Pope Francis is visiting a changed Ireland

Social change, recent referendum results and a changing social order mean the Ireland of today is very different from that seen by Pope John Paul II in 1979.

Pope Francis is visiting a changed Ireland

The last time a Pope visited Ireland was 1979, when more than 90% of people were Catholic. That figure is now below 80%.

The Central Statistics Office (CSO) said a dramatic fall in the birth rate has been accompanied by an increase in the proportion of children born outside wedlock.

The marriage rate has dropped and more are opting for civil rather than church ceremonies.

More have taken advantage of education opportunities.

Living standards for some have soared - Dublin is among the most expensive cities in Europe due to price inflation in housing - but the problem of homelessness has worsened in recent years.

In 1979, 2.7 million people turned out to greet John Paul II and heard him warn of the danger of growing materialism and secularism in a changing world.

Those phenomena have continued apace, in common with much of Western Europe.

The number studying for the priesthood has reduced substantially over recent decades, with the average age of a priest now around 70.

Social change

Social values have also changed, demonstrated by a series of popular votes for liberalisation, which passed despite religious opposition.

In 1995 Ireland decided by referendum to allow divorce.

Subsequent history has disproved contemporaneous claims that it would lead to a massive spike in marriages ending - in recent years, Ireland has had the lowest divorce rate in the EU, the union's statistics agency Eurostat said.

Homosexuality was illegal when Pope John Paul II visited. It was decriminalised in 1993 and in 2015, this became the world's first country to allow same-sex marriage through a referendum.

Taoiseach Leo Varadkar savoured the victory with thousands of cheering supporters at Dublin Castle after revealing he was gay shortly before the vote.

The culmination of a "quiet revolution" which had been in the offing for some time, was how Mr Varadkar described a referendum vote earlier this year to legalise abortion.

It was an at times bitter campaign, featuring the display of graphic images of aborted babies by some concerned to preserve the sanctity of human life.

Advocates for change were catalysed by the death of Savita Halappanavar in Ireland, who lost her life during a miscarriage.

Abuse scandals

The Catholic Church itself has seen a dip in the number of new priests and mass-goers after being rocked by a series of abuse scandals.
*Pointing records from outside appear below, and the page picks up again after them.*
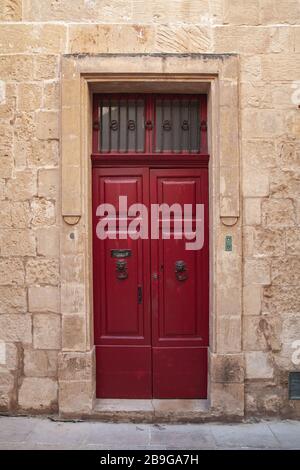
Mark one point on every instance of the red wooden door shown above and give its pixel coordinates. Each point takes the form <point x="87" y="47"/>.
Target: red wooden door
<point x="122" y="305"/>
<point x="150" y="295"/>
<point x="179" y="298"/>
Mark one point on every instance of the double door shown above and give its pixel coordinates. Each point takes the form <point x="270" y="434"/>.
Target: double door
<point x="150" y="291"/>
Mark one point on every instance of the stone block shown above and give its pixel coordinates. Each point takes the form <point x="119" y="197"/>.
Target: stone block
<point x="46" y="67"/>
<point x="48" y="183"/>
<point x="43" y="212"/>
<point x="43" y="153"/>
<point x="22" y="186"/>
<point x="33" y="38"/>
<point x="252" y="211"/>
<point x="241" y="12"/>
<point x="76" y="366"/>
<point x="72" y="298"/>
<point x="40" y="363"/>
<point x="13" y="299"/>
<point x="74" y="333"/>
<point x="91" y="38"/>
<point x="51" y="96"/>
<point x="278" y="213"/>
<point x="76" y="397"/>
<point x="281" y="299"/>
<point x="46" y="331"/>
<point x="47" y="125"/>
<point x="187" y="38"/>
<point x="228" y="399"/>
<point x="29" y="97"/>
<point x="43" y="299"/>
<point x="286" y="271"/>
<point x="228" y="334"/>
<point x="38" y="394"/>
<point x="252" y="299"/>
<point x="72" y="268"/>
<point x="292" y="241"/>
<point x="48" y="241"/>
<point x="258" y="365"/>
<point x="42" y="271"/>
<point x="11" y="271"/>
<point x="15" y="328"/>
<point x="17" y="243"/>
<point x="227" y="369"/>
<point x="257" y="272"/>
<point x="10" y="10"/>
<point x="261" y="333"/>
<point x="255" y="183"/>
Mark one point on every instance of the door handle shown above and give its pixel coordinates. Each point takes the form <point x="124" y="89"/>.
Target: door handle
<point x="140" y="294"/>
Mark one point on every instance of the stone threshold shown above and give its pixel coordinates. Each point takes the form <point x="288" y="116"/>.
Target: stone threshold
<point x="151" y="411"/>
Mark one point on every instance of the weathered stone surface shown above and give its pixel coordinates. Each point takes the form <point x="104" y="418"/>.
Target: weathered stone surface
<point x="10" y="357"/>
<point x="252" y="211"/>
<point x="276" y="11"/>
<point x="15" y="328"/>
<point x="43" y="153"/>
<point x="241" y="12"/>
<point x="43" y="212"/>
<point x="14" y="215"/>
<point x="227" y="369"/>
<point x="174" y="38"/>
<point x="257" y="272"/>
<point x="252" y="299"/>
<point x="228" y="398"/>
<point x="7" y="385"/>
<point x="12" y="299"/>
<point x="103" y="38"/>
<point x="43" y="299"/>
<point x="17" y="243"/>
<point x="76" y="366"/>
<point x="39" y="394"/>
<point x="10" y="10"/>
<point x="73" y="333"/>
<point x="48" y="241"/>
<point x="258" y="365"/>
<point x="22" y="186"/>
<point x="11" y="271"/>
<point x="46" y="331"/>
<point x="285" y="184"/>
<point x="48" y="183"/>
<point x="261" y="333"/>
<point x="29" y="97"/>
<point x="75" y="397"/>
<point x="281" y="299"/>
<point x="286" y="271"/>
<point x="51" y="96"/>
<point x="278" y="213"/>
<point x="42" y="271"/>
<point x="25" y="38"/>
<point x="47" y="125"/>
<point x="39" y="363"/>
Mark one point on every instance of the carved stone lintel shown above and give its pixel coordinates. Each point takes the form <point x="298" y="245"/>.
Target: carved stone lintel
<point x="229" y="221"/>
<point x="71" y="219"/>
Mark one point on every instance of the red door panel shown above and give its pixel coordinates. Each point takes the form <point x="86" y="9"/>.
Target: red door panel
<point x="179" y="307"/>
<point x="121" y="306"/>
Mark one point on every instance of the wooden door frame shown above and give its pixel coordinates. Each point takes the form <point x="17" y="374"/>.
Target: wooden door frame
<point x="216" y="75"/>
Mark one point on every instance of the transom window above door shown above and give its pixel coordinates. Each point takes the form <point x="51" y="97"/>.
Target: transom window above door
<point x="149" y="124"/>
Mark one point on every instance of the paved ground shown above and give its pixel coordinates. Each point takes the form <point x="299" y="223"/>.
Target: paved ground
<point x="42" y="433"/>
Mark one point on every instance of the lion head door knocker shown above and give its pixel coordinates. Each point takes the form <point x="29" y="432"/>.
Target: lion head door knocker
<point x="121" y="270"/>
<point x="180" y="271"/>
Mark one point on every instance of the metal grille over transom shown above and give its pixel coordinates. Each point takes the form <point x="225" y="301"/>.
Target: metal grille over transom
<point x="174" y="124"/>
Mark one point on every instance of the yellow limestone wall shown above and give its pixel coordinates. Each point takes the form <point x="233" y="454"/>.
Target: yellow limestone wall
<point x="33" y="36"/>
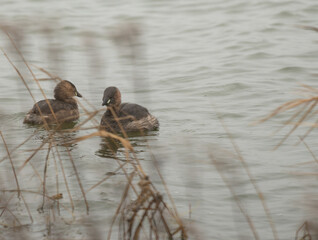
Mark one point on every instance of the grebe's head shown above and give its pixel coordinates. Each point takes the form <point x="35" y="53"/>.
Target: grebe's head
<point x="112" y="97"/>
<point x="65" y="90"/>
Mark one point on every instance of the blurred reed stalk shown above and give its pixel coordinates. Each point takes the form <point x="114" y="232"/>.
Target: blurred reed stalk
<point x="142" y="210"/>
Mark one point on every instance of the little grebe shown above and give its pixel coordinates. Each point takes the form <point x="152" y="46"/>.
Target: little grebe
<point x="64" y="106"/>
<point x="131" y="117"/>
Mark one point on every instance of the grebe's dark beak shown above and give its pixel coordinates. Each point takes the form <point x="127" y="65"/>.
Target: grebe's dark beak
<point x="106" y="102"/>
<point x="78" y="94"/>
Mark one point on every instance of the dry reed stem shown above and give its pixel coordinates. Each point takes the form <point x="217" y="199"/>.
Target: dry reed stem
<point x="18" y="146"/>
<point x="33" y="75"/>
<point x="104" y="179"/>
<point x="27" y="207"/>
<point x="33" y="154"/>
<point x="64" y="177"/>
<point x="103" y="133"/>
<point x="44" y="174"/>
<point x="175" y="213"/>
<point x="26" y="85"/>
<point x="57" y="181"/>
<point x="124" y="196"/>
<point x="295" y="127"/>
<point x="12" y="165"/>
<point x="306" y="234"/>
<point x="78" y="180"/>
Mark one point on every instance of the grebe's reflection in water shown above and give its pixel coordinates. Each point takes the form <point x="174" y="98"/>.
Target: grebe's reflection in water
<point x="112" y="148"/>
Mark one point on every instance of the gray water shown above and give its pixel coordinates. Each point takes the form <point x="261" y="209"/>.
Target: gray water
<point x="197" y="60"/>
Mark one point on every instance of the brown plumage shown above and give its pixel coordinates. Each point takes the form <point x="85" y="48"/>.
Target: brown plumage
<point x="64" y="106"/>
<point x="131" y="117"/>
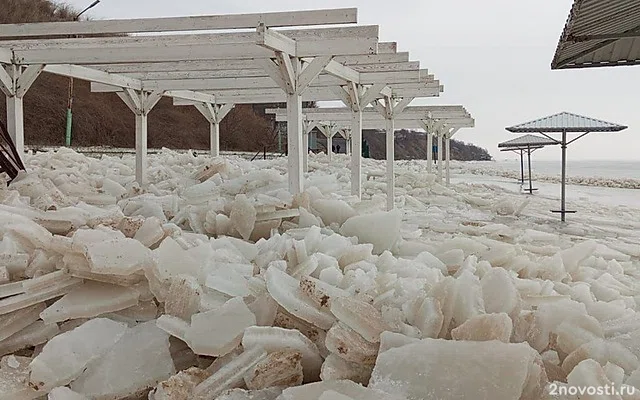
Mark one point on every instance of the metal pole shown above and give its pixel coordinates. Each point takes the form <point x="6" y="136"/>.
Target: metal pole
<point x="522" y="166"/>
<point x="529" y="158"/>
<point x="564" y="174"/>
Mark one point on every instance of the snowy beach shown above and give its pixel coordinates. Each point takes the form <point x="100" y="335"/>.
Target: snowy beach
<point x="215" y="283"/>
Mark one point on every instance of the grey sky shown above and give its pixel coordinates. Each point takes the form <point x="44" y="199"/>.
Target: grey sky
<point x="493" y="57"/>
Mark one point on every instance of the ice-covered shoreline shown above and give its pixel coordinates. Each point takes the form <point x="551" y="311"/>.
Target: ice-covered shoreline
<point x="216" y="260"/>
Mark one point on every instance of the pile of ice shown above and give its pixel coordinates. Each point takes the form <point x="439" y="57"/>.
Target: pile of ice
<point x="215" y="283"/>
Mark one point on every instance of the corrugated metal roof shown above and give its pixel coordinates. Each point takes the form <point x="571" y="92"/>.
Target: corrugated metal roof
<point x="600" y="33"/>
<point x="528" y="140"/>
<point x="568" y="122"/>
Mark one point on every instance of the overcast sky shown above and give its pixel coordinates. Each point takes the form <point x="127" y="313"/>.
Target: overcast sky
<point x="492" y="56"/>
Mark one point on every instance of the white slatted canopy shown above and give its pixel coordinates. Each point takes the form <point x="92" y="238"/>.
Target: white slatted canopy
<point x="214" y="71"/>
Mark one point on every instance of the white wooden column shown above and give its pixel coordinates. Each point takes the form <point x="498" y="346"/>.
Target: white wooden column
<point x="141" y="103"/>
<point x="449" y="133"/>
<point x="391" y="181"/>
<point x="356" y="153"/>
<point x="214" y="113"/>
<point x="429" y="152"/>
<point x="447" y="159"/>
<point x="14" y="83"/>
<point x="295" y="143"/>
<point x="440" y="156"/>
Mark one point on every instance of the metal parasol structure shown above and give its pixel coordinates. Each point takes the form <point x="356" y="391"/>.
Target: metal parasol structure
<point x="565" y="123"/>
<point x="528" y="144"/>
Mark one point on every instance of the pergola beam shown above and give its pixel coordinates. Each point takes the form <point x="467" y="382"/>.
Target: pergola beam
<point x="207" y="22"/>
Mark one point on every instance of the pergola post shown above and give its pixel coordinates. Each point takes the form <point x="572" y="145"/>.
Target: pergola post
<point x="448" y="134"/>
<point x="563" y="145"/>
<point x="214" y="114"/>
<point x="429" y="152"/>
<point x="356" y="153"/>
<point x="439" y="133"/>
<point x="141" y="103"/>
<point x="14" y="83"/>
<point x="390" y="133"/>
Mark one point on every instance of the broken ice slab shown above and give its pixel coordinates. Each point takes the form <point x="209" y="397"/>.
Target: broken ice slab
<point x="217" y="332"/>
<point x="485" y="327"/>
<point x="280" y="369"/>
<point x="129" y="375"/>
<point x="150" y="232"/>
<point x="66" y="356"/>
<point x="285" y="290"/>
<point x="320" y="292"/>
<point x="14" y="379"/>
<point x="243" y="216"/>
<point x="492" y="370"/>
<point x="33" y="335"/>
<point x="602" y="351"/>
<point x="336" y="368"/>
<point x="18" y="320"/>
<point x="64" y="393"/>
<point x="90" y="300"/>
<point x="118" y="257"/>
<point x="174" y="326"/>
<point x="576" y="331"/>
<point x="362" y="317"/>
<point x="183" y="299"/>
<point x="277" y="339"/>
<point x="179" y="386"/>
<point x="382" y="239"/>
<point x="229" y="376"/>
<point x="314" y="391"/>
<point x="279" y="214"/>
<point x="20" y="301"/>
<point x="351" y="346"/>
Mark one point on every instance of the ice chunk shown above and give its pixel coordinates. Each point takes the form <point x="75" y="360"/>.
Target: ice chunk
<point x="573" y="256"/>
<point x="243" y="216"/>
<point x="351" y="390"/>
<point x="280" y="368"/>
<point x="429" y="318"/>
<point x="485" y="327"/>
<point x="361" y="317"/>
<point x="18" y="320"/>
<point x="603" y="352"/>
<point x="351" y="346"/>
<point x="336" y="368"/>
<point x="183" y="299"/>
<point x="14" y="379"/>
<point x="285" y="290"/>
<point x="118" y="257"/>
<point x="382" y="239"/>
<point x="333" y="211"/>
<point x="90" y="300"/>
<point x="277" y="339"/>
<point x="129" y="375"/>
<point x="229" y="376"/>
<point x="402" y="371"/>
<point x="217" y="332"/>
<point x="150" y="232"/>
<point x="576" y="331"/>
<point x="66" y="356"/>
<point x="180" y="386"/>
<point x="64" y="393"/>
<point x="499" y="292"/>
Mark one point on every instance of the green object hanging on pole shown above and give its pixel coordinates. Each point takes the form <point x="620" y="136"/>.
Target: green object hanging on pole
<point x="67" y="138"/>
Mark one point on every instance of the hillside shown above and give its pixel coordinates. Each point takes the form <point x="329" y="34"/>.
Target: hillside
<point x="103" y="119"/>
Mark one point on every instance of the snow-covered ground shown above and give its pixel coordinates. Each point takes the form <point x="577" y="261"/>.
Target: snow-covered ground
<point x="473" y="291"/>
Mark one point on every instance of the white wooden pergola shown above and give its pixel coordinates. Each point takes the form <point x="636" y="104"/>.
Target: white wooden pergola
<point x="442" y="121"/>
<point x="214" y="71"/>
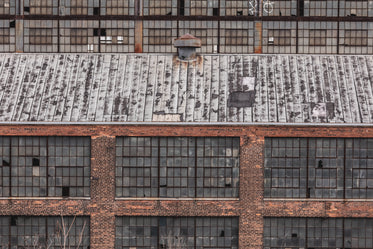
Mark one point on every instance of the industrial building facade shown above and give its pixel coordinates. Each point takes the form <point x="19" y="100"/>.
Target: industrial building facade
<point x="225" y="26"/>
<point x="149" y="151"/>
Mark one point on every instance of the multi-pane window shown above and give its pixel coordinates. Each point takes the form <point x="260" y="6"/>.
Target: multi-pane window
<point x="177" y="167"/>
<point x="207" y="31"/>
<point x="44" y="166"/>
<point x="236" y="37"/>
<point x="279" y="37"/>
<point x="41" y="7"/>
<point x="202" y="8"/>
<point x="5" y="7"/>
<point x="239" y="7"/>
<point x="318" y="8"/>
<point x="176" y="232"/>
<point x="44" y="232"/>
<point x="4" y="36"/>
<point x="40" y="36"/>
<point x="79" y="7"/>
<point x="160" y="7"/>
<point x="343" y="233"/>
<point x="277" y="8"/>
<point x="78" y="36"/>
<point x="318" y="168"/>
<point x="317" y="37"/>
<point x="356" y="37"/>
<point x="120" y="7"/>
<point x="158" y="36"/>
<point x="355" y="8"/>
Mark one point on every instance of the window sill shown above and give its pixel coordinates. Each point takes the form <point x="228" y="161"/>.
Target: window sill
<point x="45" y="198"/>
<point x="318" y="200"/>
<point x="173" y="199"/>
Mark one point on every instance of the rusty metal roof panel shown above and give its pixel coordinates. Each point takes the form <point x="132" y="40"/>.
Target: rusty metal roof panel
<point x="161" y="88"/>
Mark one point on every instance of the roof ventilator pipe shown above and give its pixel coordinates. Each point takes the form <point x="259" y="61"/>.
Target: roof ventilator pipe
<point x="186" y="46"/>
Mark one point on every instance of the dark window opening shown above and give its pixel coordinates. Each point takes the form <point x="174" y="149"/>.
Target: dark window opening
<point x="96" y="11"/>
<point x="177" y="232"/>
<point x="40" y="166"/>
<point x="215" y="11"/>
<point x="182" y="7"/>
<point x="96" y="32"/>
<point x="301" y="7"/>
<point x="43" y="232"/>
<point x="177" y="167"/>
<point x="334" y="168"/>
<point x="13" y="221"/>
<point x="35" y="162"/>
<point x="65" y="191"/>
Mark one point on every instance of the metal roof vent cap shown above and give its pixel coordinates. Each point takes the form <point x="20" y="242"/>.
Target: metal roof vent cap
<point x="186" y="46"/>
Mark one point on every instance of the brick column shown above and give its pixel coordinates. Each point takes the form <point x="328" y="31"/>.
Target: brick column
<point x="102" y="192"/>
<point x="251" y="192"/>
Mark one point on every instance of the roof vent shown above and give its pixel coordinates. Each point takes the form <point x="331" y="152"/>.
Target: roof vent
<point x="186" y="46"/>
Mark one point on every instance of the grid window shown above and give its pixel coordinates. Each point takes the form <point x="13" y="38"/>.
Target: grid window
<point x="344" y="233"/>
<point x="118" y="36"/>
<point x="158" y="36"/>
<point x="239" y="8"/>
<point x="281" y="37"/>
<point x="44" y="232"/>
<point x="45" y="166"/>
<point x="5" y="7"/>
<point x="79" y="7"/>
<point x="4" y="36"/>
<point x="236" y="37"/>
<point x="160" y="7"/>
<point x="354" y="8"/>
<point x="356" y="37"/>
<point x="79" y="36"/>
<point x="201" y="8"/>
<point x="40" y="36"/>
<point x="318" y="8"/>
<point x="317" y="37"/>
<point x="177" y="167"/>
<point x="207" y="31"/>
<point x="319" y="168"/>
<point x="41" y="7"/>
<point x="176" y="232"/>
<point x="359" y="168"/>
<point x="119" y="7"/>
<point x="279" y="8"/>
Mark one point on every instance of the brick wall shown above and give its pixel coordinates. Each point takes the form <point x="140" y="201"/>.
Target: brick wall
<point x="250" y="207"/>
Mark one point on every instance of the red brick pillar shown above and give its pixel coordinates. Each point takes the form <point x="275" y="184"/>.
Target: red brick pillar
<point x="251" y="192"/>
<point x="102" y="192"/>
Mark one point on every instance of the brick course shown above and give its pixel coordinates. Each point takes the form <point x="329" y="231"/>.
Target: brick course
<point x="251" y="207"/>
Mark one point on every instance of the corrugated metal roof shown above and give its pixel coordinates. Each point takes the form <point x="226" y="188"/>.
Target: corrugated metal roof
<point x="159" y="88"/>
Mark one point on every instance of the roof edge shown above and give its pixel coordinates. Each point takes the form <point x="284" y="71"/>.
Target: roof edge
<point x="8" y="123"/>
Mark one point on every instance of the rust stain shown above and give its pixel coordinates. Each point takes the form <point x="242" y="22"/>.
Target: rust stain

This prompted the introduction of better safeguarding measures for young people after serious clerical criminality was uncovered by multiple investigations.

In 2009 the Ryan Commission on institutional child abuse found it was endemic in Catholic-run industrial schools and orphanages.

The inquiry covered a 60-year-period from 1936, taking submissions from 2,000 people who said they had suffered physical and sexual harm.

A follow-up investigation, the Cloyne report, prompted unprecedented criticism of the church by former Taoiseach Enda Kenny.

In 2011 he accused the Vatican of attempting to frustrate the Cloyne inquiry and said "dysfunction, disconnection, elitism and narcissism" dominated the culture of the Vatican to this day.

Ireland went on to temporarily close its embassy to the city state in a significant nadir in relations between once-close allies which both sides hope will be repaired by this weekend's visit.